The hardest parts of being a mother: Leaving him for work and dealing with the sleepless nights. We went through a rough patch with him sleeping (10 months – 13months) where he would get up crying because of his teething. Having to work on reduced sleep was really hard. I can handle everything else but one of the hardest things I think in being a mother is dealing with the lack of sleep.

When I finished my maternity leave, leaving my baby to return to work was difficult. I miss my Thomas every single second of the day. Children come into your lives for a second, but they will always be in your hearts forever. I don’t think women can relate to this until they have a baby of their own.

The best parts of being a mother: I saw a quote when Thomas was born which goes like this, “Sometimes the small things are the big things”. Thomas is a very happy and fun loving child, very free spirited and I am so proud to see him develop into a confident little man. I have been with him for every single one of his “firsts.” From his first smile to his first step and words. I enjoy him every single second that I am around him. From those very difficult days at the beginning to the very second up to the present I am very proud to be his mother and do enjoy every cuddle and kiss that I get and of which I sometimes steal. 

Has becoming a mother changed you?: Motherhood has definitely changed me and the way that I view life. I have learnt that my family will always come first. The needs of my family will always be second to every other need in my life. My life and my goals are always centered on what’s best for my family and the example that I set would hopefully show my son the benefits of being a focused individual.

Hopes for your family: I want to show Thomas the world! He is a wonderful baby to travel with. I also want to provide the best possible upbringing for him so that he can always reflect on his life and say “I had a really good childhood.”

What advice would you offer to new and expectant mums?: If someone offers you help take it. You won’t get an award for being a “supermom.” If someone volunteers to make you a meal or buy you takeaway for dinner accept it. Motherhood is hard enough and every single ounce of help that you can get, don’t refuse it.

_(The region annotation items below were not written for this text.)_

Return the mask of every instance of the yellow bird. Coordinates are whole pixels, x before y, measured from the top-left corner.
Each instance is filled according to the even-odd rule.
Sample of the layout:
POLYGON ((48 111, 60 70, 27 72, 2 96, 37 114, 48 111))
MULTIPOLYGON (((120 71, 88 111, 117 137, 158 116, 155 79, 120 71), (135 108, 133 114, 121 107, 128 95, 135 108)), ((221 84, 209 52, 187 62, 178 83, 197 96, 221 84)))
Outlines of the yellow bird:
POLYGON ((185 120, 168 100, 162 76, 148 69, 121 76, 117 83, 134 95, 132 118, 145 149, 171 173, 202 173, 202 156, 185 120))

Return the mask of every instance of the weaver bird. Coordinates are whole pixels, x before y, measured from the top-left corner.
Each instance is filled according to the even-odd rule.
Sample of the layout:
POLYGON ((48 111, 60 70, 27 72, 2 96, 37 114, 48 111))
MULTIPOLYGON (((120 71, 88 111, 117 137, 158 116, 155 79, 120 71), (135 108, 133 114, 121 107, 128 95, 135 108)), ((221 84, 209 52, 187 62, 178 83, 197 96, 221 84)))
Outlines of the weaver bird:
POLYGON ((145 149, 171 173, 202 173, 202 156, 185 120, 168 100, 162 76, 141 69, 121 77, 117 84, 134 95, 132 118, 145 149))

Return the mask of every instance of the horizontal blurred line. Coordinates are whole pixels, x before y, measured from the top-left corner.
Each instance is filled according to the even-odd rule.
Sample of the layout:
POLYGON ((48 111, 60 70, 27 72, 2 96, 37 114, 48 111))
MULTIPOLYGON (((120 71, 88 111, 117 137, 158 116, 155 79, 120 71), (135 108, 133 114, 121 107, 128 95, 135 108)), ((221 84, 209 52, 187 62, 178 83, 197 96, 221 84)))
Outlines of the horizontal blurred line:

Always be honest with your feelings. Don’t think that because you are having a bad day you always have to be strong. Post baby blues exist and it helps to talk about it.

When you think that you are “fat” look at yourself and say I have given birth to a wonderful life and take pride in the miracle of life that you have created.

Join baby groups if you feel like you need to meet other moms who are going through the same as you. Trust me, other women do but they are not always open about it. You will meet someone who is nice and understanding that went through the same as you – that’s how I met my friend Katie!

Be patient with your baby and yourself!

Always give yourself a pat on the back, if you don’t give yourself credit for your child no one else will. 

Most importantly always enjoy every single moment with your baby because every single second you spend with them is priceless –  they do grow up fast.